Traditional IRA Vs Self Directed IRA Accounts Which Is Best for You?

Self managed ira

With the modern state of the American economy being anything but stable, saving for retirement comes highly recommended. An individual retirement account, or IRA for short, is a great way to open up your very own retirement account, without the need for an employer. Many people don’t understand how IRA works, so here’s some basic information to help you understand the concept of the most common IRA accounts, and how to get started with either a traditional, or self directed IRA account.

An IRA is simply an account used to shelter your retirement savings, in addition to helping you save each year on taxes. Traditional directed IRA accounts are super easy to open up — all that is required is taxable income, and the completion of some paperwork. You can open up a traditional IRA at most banks or investment firms. After you open up your account, with traditional IRAs, the investment options are typically limited by the bank or brokerage company that is overseeing your account. Traditional IRAs are the most common IRA types, with over 64% of IRA funds in the United States being invested in traditional IRA accounts. How IRA works in the traditional aspect, involves the money you put into a traditional IRA being deducted from your taxable income for that year, thus reducing your immediate tax liability. Your money will sit in the traditional IRA account, allowing it to grow without being taxed every year. With traditional IRAs, you won’t be taxed on the money you put in, until you withdraw it at retirement.

Self directed IRAs are a little more flexible, when it comes to picking an investment option. How IRA works with self directed IRAs, is through the funding from any type of investment you want — stocks, mutual funds, bonds, or real estate IRAs are common investment options. In fact, real estate investments are among the most popular self directed IRA investment options in the United States. Additionally, self directed IRAs allow for smarter, and more economical investing within categories such precious metals. Most standard IRA platforms don’t allow for IRA re-balancing; however, a self directed IRA allows for re-balancing with the amount of flexibility it provides.

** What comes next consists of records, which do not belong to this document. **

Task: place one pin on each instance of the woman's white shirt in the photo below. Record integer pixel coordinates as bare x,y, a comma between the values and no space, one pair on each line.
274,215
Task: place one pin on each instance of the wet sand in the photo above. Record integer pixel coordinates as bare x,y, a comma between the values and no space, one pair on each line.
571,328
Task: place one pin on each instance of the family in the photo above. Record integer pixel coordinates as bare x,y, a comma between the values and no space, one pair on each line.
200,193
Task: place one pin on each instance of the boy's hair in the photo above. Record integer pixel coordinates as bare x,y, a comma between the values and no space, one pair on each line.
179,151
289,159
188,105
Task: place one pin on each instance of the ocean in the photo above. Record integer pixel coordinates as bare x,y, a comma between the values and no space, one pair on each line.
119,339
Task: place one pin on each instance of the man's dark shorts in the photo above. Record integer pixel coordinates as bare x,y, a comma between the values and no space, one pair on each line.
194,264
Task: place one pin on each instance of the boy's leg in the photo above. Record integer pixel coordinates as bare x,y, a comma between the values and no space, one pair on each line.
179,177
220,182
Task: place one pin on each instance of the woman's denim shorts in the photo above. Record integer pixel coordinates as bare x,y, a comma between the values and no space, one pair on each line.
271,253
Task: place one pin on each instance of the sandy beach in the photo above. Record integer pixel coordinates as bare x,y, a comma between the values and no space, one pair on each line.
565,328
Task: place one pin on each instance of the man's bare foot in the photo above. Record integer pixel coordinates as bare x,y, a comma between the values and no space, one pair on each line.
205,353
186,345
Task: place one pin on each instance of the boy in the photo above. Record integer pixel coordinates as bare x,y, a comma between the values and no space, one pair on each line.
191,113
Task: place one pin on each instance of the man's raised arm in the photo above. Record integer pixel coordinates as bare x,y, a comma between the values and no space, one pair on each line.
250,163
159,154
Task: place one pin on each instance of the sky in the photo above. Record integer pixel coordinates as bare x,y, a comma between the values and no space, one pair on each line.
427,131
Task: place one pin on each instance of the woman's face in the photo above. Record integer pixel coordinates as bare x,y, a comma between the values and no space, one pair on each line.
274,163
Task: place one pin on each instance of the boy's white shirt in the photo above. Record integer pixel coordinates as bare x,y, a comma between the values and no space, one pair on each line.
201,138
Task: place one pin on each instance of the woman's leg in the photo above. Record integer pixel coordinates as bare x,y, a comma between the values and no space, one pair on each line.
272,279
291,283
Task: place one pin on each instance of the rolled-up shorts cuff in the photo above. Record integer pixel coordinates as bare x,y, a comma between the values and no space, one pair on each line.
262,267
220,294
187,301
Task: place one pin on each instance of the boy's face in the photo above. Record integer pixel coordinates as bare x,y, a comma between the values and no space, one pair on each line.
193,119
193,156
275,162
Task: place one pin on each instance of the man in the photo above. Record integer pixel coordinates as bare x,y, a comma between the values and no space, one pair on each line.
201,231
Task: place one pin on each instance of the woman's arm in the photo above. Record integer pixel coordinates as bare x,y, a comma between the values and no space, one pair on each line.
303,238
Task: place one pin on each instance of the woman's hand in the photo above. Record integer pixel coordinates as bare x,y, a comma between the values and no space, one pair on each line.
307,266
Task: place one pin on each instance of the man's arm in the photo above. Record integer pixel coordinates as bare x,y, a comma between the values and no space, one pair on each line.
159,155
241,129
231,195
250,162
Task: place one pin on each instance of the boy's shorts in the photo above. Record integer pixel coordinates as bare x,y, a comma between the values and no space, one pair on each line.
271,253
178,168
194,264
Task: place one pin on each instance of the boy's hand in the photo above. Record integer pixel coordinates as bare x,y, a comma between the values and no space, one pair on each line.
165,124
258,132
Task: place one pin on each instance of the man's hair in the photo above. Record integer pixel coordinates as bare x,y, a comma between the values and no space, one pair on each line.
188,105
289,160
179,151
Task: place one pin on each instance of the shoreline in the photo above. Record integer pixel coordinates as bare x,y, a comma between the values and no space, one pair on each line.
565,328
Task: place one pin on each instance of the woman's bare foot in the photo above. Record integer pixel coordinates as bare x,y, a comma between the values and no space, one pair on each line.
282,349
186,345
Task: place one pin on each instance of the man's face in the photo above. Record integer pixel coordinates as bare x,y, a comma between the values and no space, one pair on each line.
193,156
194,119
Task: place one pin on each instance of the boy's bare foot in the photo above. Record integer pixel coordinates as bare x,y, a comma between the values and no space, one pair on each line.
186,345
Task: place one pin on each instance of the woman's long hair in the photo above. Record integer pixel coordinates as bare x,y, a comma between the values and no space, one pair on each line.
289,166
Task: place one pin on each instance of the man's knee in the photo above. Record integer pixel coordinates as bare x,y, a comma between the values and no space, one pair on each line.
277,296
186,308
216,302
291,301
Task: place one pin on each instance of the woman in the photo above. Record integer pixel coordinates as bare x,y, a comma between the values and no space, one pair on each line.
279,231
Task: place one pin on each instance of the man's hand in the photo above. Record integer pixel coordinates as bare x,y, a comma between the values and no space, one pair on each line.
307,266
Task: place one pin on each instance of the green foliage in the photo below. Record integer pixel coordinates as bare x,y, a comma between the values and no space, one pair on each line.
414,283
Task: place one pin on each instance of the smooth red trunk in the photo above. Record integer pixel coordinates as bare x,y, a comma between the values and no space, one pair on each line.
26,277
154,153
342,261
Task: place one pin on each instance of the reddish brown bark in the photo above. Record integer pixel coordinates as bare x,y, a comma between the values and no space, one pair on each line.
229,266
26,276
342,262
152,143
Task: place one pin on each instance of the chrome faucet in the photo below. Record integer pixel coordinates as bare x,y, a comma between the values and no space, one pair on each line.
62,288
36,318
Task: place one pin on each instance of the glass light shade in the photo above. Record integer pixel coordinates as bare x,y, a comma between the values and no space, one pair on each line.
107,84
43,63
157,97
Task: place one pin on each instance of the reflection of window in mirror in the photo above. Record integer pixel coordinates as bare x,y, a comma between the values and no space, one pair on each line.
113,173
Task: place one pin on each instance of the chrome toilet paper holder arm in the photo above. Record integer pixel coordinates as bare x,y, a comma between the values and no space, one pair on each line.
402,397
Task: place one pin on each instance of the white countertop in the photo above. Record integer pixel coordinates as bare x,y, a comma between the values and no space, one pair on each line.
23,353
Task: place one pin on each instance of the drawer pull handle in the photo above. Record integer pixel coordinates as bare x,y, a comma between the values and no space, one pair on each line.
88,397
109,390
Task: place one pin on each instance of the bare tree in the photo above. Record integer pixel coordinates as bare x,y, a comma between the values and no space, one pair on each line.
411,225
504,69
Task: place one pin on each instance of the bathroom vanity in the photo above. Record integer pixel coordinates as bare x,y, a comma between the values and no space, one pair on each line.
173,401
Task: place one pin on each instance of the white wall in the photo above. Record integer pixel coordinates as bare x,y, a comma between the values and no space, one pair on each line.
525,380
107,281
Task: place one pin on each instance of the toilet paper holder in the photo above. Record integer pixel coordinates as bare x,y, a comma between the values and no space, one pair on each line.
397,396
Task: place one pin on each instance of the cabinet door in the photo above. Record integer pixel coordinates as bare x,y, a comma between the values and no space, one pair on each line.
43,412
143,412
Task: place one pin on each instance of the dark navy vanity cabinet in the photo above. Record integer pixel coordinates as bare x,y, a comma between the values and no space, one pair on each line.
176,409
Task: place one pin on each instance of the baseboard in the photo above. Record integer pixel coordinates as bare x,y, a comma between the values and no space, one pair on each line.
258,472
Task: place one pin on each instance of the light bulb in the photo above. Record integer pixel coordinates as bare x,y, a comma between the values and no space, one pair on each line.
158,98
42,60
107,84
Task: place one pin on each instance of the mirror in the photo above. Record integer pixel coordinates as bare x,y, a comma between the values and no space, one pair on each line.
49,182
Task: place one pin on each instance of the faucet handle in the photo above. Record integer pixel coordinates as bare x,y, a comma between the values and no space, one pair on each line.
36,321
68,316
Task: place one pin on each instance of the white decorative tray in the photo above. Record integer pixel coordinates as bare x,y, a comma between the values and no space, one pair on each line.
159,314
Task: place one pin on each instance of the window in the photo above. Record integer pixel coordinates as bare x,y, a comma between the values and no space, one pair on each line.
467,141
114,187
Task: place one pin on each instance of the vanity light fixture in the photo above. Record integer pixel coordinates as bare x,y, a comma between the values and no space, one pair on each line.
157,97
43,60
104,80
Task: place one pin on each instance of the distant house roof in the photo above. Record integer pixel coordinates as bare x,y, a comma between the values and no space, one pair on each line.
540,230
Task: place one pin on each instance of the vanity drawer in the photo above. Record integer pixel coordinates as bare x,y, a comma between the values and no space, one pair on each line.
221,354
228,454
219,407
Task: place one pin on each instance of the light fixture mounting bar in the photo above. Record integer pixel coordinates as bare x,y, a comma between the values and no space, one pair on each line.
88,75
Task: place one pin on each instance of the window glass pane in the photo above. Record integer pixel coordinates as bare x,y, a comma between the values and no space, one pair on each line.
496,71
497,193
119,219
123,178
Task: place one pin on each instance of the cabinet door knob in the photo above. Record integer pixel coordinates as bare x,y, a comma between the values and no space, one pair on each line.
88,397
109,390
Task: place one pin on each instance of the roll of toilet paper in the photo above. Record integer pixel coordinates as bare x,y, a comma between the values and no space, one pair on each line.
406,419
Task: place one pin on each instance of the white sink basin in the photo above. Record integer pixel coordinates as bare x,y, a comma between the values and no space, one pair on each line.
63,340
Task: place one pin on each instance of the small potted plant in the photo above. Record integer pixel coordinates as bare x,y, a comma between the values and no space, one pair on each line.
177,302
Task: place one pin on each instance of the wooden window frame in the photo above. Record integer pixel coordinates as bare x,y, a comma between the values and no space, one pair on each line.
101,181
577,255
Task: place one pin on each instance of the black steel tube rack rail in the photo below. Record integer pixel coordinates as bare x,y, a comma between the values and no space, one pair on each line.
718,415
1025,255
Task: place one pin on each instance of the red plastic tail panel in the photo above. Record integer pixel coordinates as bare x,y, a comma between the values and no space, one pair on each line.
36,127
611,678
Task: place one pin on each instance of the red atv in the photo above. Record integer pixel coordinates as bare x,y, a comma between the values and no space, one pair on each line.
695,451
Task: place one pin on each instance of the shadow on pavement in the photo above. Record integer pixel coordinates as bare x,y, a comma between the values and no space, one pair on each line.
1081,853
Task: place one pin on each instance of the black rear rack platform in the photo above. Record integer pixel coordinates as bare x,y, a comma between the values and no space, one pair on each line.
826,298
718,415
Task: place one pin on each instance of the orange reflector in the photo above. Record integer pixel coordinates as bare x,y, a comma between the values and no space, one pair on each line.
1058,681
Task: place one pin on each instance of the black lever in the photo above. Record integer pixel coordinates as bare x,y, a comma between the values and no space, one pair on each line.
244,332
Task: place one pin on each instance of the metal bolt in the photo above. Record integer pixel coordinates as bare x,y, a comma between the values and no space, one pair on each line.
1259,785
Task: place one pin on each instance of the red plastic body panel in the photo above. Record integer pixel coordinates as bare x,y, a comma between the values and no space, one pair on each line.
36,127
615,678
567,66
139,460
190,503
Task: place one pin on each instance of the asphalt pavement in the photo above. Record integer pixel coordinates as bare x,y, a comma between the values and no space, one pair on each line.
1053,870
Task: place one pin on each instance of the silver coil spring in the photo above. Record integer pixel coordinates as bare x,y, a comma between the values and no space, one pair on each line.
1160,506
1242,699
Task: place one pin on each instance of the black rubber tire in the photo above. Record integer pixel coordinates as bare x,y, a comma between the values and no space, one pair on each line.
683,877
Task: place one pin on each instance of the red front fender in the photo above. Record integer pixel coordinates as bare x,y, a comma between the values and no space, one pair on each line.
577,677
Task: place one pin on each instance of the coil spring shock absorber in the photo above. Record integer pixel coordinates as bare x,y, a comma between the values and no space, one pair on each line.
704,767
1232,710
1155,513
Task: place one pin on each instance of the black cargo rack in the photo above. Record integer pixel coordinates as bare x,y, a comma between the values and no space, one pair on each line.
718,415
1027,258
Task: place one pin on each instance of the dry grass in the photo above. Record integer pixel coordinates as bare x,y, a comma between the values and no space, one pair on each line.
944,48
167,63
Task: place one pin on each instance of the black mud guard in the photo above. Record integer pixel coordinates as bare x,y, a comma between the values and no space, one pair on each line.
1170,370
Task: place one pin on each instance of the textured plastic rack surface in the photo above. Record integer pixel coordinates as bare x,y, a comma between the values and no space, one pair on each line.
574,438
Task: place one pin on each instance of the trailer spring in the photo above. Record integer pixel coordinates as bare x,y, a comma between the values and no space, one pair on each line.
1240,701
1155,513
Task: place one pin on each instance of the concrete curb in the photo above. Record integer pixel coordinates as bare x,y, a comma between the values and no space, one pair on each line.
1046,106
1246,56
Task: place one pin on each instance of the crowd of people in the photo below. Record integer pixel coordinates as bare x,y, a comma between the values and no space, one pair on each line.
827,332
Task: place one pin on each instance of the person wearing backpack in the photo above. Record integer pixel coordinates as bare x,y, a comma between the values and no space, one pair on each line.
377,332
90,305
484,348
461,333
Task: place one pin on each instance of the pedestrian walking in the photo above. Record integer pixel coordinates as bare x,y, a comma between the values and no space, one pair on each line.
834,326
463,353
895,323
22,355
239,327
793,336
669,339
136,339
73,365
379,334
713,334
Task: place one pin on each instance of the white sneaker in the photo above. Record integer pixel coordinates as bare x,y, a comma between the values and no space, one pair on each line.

As of 2013, the maximum contribution allowed with IRAs in the U.S. for individuals under the age of 50 is $5,500. Remember, this is your money in these accounts, and it’s important that you understand all the aspects and implications of your account. If you want to learn more about IRAs, visit the IRS website to obtain a copy of the IRS Publication 590. This publication will provide in-depth explanations of all the IRA rules and regulations; for example, if you need to calculate your life expectancy for distribution purposes, visit the IRS Publication 590 – Appendix C for instructions on how to do so. If you still find yourself confused on these IRA implications, or need assistance, contact your local IRA custodian or financial adviser.